Data Ingestion
Apache Sqoop

- Apache Sqoop is designed for transferring bulk data between Hadoop (HDFS, Hive, HBase) and RDBMS.
- In sqoop HDFS is the destination for importing data.
- Can import the result returned from an SQL query in HDFS.
- Data can be loaded directly into Hive for data analysis and also dump data into HBase.
- Kicks off MapReduce jobs to handle import and export.
- Sqoop is mainly used for parallel data transfers.
- Provides fault tolerance by using YARN framework in parallel import and export the data.
- Offers the facility of the incremental load (loading parts of table whenever it is updated)
- Can compress huge datasets using snappy method.
- Apache Sqoop is connector based architecture.
- Sqoop offers many connectors, covering almost the entire circumference of RDBMS.
- For few databases Sqoop provides bulk connector which has faster performance.
- Apache Sqoop load is not driven by events.
- Limitations:
- Scoop is atomic, meaning it cannot be paused and resumed.
- Slow because it still uses MapReduce in backend processing.
- Failures need special handling in case of partial import or export.
- Move tables between MySQL and Hive.
# Import table from MySQL to Hive
$ sqoop import --connect jdbc:mysql://localhost/movielens --driver com.mysql.jdbc.Driver --table movies --hive-import
# Export table from Hive back to MySQL
$ sqoop export --connect jdbc:mysql://localhost/movielens --driver com.mysql.jdbc.Driver --table movies --export-dir /apps/hive/warehouse movies --input-fields-terminated-by '\0001'
Apache Flume

- Apache Flume is a distributed, reliable, and available system for efficiently collecting, aggregating and moving large amounts of log data from many different sources to a centralized data store.
- The main design goal is to ingest huge log data into Hadoop at a higher speed.
- Acts as a mediator between data producers and the centralized stores.
- Flume is mainly used for moving bulk streaming data into HDFS or HBase.
- YARN coordinates data ingest from Apache Flume.
- Features:
- Highly distributed in nature: agents can be installed on many machines.
- Able to collect data in both real-time and batch modes.
- Provides a feature of contextual routing.
- Guarantees reliable message delivery.
- Can be scaled horizontally.
- Tunable reliability mechanisms for failover and recovery:
- Best-effort delivery does not tolerate any Flume node failure.

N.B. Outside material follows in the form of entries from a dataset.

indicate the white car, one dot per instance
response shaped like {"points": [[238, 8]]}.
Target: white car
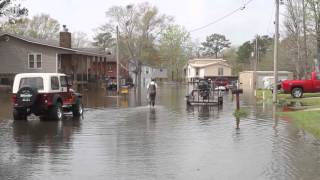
{"points": [[46, 95]]}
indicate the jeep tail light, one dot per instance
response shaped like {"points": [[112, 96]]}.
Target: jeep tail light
{"points": [[46, 99], [14, 100]]}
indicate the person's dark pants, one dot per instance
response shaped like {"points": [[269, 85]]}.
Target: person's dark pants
{"points": [[152, 98]]}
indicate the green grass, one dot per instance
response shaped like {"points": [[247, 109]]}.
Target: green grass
{"points": [[308, 120]]}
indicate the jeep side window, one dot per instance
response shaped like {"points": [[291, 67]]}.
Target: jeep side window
{"points": [[55, 83], [63, 81], [34, 82]]}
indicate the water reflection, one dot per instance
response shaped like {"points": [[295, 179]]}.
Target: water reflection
{"points": [[170, 141], [34, 135]]}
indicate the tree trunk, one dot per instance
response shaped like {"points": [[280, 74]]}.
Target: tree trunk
{"points": [[305, 55], [318, 52]]}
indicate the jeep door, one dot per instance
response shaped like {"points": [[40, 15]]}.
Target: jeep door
{"points": [[316, 83], [64, 92]]}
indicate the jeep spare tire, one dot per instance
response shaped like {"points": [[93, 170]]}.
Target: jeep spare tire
{"points": [[27, 96]]}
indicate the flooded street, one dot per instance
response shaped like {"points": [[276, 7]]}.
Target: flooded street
{"points": [[171, 141]]}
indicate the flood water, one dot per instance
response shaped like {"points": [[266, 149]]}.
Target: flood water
{"points": [[125, 139]]}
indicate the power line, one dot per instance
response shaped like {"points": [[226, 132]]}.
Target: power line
{"points": [[223, 17]]}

- End-to-end delivery guarantees delivery even in the event of multiple node failures.
- Set up Flume to stream messages from one console to another.
# example.conf: A single-node Flume configuration
# Name the components on this agent
a1.sources = r1
a1.sinks = k1
a1.channels = c1
# Describe/configure the source
a1.sources.r1.type = netcat
a1.sources.r1.bind = localhost
a1.sources.r1.port = 44444
# Describe the sink
a1.sinks.k1.type = logger
# Use a channel which buffers events in memory
a1.channels.c1.type = memory
a1.channels.c1.capacity = 1000
a1.channels.c1.transactionCapacity = 100
# Bind the source and sink to the channel
a1.sources.r1.channels = c1 = c1
# Set up Flume in the first console
$ bin/flume-ng agent --conf conf --conf-file ~/example.conf --name a1 -Dflume.root.logger=INFO,console
# In the second console type
$ telnet localhost 44444
This is a message
This is another message
# The messsages typed appear then in the first console
This is a message
This is another message
- The transactions in Flume are channel-based where two transactions (one sender and one receiver) are maintained for each message.

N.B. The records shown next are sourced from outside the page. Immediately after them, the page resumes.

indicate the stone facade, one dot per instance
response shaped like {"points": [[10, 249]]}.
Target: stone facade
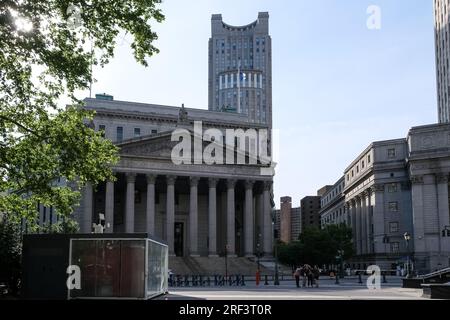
{"points": [[310, 216], [396, 187], [332, 205], [441, 22], [429, 170], [287, 221], [378, 203], [198, 209]]}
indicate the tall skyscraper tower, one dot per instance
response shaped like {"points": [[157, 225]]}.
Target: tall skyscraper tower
{"points": [[240, 69], [441, 27]]}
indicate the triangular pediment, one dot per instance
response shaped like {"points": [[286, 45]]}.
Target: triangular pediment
{"points": [[160, 146], [153, 146]]}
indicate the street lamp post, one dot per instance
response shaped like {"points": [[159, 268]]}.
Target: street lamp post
{"points": [[226, 264], [407, 237], [276, 281], [341, 262]]}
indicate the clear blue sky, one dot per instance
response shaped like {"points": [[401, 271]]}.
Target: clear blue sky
{"points": [[337, 86]]}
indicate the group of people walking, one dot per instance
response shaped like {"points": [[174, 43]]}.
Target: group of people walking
{"points": [[309, 276]]}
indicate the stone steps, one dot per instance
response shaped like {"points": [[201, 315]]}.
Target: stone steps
{"points": [[216, 265]]}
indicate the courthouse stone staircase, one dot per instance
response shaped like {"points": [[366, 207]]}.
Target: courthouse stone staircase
{"points": [[210, 266]]}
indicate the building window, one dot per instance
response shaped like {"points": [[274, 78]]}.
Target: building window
{"points": [[391, 153], [392, 188], [395, 247], [393, 227], [137, 132], [119, 134], [393, 206]]}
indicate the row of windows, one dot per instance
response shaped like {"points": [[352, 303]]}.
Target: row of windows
{"points": [[331, 195], [240, 43], [361, 165]]}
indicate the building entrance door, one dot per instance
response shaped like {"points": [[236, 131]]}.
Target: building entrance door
{"points": [[179, 235]]}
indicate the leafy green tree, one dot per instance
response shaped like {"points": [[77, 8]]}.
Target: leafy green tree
{"points": [[10, 254], [46, 52]]}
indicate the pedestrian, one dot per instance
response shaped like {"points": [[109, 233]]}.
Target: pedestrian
{"points": [[310, 276], [297, 277], [303, 275], [316, 274]]}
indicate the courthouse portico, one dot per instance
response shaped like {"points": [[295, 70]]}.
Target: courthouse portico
{"points": [[199, 209]]}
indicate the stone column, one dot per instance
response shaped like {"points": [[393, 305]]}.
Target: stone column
{"points": [[364, 223], [150, 210], [358, 225], [378, 219], [231, 245], [109, 207], [193, 217], [170, 213], [430, 210], [443, 210], [368, 221], [248, 219], [129, 211], [418, 214], [267, 212], [86, 223], [212, 218]]}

- Agent is a JVM process which comprises of a Flume source, channel and sink.
- Source:
- Receives an event and stores it into one or more channels.
- Gathering of data can either be scheduled or event-driven.
- Can optionally have channel selectors and interceptors.
- Supports spooling directory, Avro, Kafka, HTTP, and more.
- Channel:
- Acts as a store which keeps the event until it is consumed by a sink.
- Transfer via memory is faster while transfer via files is more durable.
- Has its own query processing engine to transform each new batch of data before sink.
- Sink:
- Removes the event from a channel and stores it into an external repository.
- Can be organized into sink groups.
- Supports HDFS, Hive, HBase, Elasticsearch, and more.
- Sink can only connect to one channel.
- The channel is notified to delete the message once the sink processes it.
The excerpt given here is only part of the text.